Ayat 128 dapat dipahami sebagai motivasi abadi Nabi ﷺ untuk melakukan syafa'at. Beliau, yang selama hidupnya merasa sakit atas penderitaan umatnya di dunia, tentu saja akan menggunakan segala cara yang diizinkan Allah untuk meringankan penderitaan umatnya di akhirat. Sifat Ra'ūfun Raḥīm adalah jaminan bahwa beliau akan terus peduli hingga semua urusan umatnya selesai di Hari Perhitungan.
Menggali Lebih Jauh Konsep Hariishun 'Alaikum
Semangat yang membara (hariishun) Nabi ﷺ untuk kebaikan umat bukan hanya sebatas dakwah verbal, tetapi meliputi seluruh aspek kehidupan. Para ulama menyebutkan beberapa manifestasi dari sifat 'Hariishun' ini:
- Doa Malam: Beliau menghabiskan malamnya untuk berdoa, seringkali menyebut umatnya, memohon ampunan dan petunjuk.

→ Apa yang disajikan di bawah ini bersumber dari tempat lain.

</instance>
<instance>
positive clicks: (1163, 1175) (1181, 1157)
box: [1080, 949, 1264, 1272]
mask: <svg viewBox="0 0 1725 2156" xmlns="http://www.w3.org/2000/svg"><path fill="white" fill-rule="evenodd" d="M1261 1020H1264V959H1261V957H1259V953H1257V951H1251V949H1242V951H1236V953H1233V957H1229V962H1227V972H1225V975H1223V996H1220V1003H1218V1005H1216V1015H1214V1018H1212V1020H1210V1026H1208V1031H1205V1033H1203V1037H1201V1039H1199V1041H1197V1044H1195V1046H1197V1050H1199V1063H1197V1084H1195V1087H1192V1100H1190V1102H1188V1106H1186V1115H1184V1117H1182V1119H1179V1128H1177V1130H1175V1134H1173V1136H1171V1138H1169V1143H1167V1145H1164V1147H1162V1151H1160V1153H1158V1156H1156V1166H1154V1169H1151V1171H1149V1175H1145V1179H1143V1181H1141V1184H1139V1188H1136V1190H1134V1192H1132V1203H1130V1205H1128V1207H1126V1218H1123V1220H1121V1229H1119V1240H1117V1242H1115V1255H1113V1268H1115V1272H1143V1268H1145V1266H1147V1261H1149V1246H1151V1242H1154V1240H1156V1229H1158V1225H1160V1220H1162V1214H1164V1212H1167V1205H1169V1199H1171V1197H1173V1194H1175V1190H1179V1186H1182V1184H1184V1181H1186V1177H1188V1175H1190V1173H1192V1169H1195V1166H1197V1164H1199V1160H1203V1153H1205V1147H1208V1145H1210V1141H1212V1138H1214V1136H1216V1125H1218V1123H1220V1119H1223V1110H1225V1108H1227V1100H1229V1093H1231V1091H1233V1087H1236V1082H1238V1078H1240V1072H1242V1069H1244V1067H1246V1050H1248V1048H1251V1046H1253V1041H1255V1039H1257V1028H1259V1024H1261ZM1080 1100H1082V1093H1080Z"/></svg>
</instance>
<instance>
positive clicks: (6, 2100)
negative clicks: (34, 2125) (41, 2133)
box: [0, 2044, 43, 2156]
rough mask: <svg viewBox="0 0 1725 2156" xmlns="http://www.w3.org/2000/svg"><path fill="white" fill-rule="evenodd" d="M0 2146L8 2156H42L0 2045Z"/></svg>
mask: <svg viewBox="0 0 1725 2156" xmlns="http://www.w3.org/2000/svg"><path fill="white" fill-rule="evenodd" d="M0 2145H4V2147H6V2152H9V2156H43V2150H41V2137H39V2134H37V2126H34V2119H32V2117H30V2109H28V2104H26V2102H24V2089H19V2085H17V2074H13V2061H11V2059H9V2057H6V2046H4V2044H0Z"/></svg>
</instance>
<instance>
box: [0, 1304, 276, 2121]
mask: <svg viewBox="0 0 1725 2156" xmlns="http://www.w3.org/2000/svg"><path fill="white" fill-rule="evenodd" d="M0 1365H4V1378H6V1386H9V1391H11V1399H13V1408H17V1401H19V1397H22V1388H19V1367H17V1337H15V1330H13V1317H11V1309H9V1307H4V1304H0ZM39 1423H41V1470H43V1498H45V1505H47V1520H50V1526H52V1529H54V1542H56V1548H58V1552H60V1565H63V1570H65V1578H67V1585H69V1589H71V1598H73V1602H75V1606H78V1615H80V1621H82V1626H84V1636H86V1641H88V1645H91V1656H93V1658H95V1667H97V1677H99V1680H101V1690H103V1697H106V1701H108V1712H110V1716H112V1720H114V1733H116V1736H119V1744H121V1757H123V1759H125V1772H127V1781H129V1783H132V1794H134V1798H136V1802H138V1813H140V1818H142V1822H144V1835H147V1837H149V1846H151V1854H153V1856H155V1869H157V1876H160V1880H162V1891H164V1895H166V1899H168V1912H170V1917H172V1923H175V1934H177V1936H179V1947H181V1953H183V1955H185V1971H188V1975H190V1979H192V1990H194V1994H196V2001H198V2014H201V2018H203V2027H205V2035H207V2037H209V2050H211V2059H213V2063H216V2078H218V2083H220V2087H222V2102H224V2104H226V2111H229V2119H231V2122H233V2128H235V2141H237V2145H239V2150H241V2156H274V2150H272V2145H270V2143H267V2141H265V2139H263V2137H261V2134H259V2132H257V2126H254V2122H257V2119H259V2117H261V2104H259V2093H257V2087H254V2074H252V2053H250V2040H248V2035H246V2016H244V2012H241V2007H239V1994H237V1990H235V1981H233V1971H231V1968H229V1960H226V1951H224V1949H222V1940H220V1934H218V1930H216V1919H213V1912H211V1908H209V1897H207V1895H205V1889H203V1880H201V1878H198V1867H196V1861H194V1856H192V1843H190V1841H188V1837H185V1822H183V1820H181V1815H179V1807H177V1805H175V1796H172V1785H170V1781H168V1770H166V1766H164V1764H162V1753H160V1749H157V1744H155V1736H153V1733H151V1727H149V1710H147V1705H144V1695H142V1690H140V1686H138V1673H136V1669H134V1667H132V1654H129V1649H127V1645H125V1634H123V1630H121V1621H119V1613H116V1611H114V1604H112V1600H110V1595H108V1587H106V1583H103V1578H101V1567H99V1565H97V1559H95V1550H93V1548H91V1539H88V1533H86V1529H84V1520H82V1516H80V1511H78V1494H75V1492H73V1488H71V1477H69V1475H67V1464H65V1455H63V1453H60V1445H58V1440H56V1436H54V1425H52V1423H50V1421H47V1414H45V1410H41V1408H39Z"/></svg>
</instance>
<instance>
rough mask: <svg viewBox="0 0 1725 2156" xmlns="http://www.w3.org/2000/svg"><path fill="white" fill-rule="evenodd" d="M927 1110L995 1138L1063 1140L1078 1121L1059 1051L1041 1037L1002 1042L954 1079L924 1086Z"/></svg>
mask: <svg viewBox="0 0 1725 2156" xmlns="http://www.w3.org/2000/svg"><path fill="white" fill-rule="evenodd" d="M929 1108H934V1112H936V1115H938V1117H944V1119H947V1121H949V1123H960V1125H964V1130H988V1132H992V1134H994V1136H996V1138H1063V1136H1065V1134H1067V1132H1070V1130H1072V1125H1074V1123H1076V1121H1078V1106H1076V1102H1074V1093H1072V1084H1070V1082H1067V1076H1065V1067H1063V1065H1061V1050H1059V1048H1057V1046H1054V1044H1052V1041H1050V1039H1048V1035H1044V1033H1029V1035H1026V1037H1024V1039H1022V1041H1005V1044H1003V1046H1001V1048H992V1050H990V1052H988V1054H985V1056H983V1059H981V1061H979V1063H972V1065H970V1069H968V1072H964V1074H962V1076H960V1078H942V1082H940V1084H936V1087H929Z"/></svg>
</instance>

- Pemilihan Hukum yang Ringan: Beliau seringkali memilih keputusan yang paling mudah bagi umat, sebagaimana diriwayatkan dalam hadis, jika dihadapkan pada dua pilihan, beliau akan memilih yang paling mudah selama bukan dosa.
- Khawatir Atas Dosa Umat: Kekhawatiran beliau bukanlah hanya pada nasib fisik umat, tetapi nasib spiritual mereka. Beliau khawatir umatnya melakukan dosa yang akan membinasakan mereka, sehingga beliau selalu mengingatkan dengan sabda-sabda yang penuh peringatan.
Sifat hariishun 'alaikum mengajarkan kita bahwa cinta sejati adalah keinginan yang gigih agar yang dicintai meraih kebaikan tertinggi. Cinta Nabi ﷺ adalah cinta yang ingin menyelamatkan, bukan cinta yang hanya memuaskan nafsu atau kepentingan pribadi. Ini adalah standar tertinggi dalam mendefinisikan kepedulian sejati.
Ayat-ayat penutup At-Taubah ini adalah warisan abadi yang memberikan kekuatan, kedamaian, dan tujuan. Ia menggarisbawahi keagungan karakter seorang utusan dan kebesaran Dzat yang kepadanya segala urusan dikembalikan.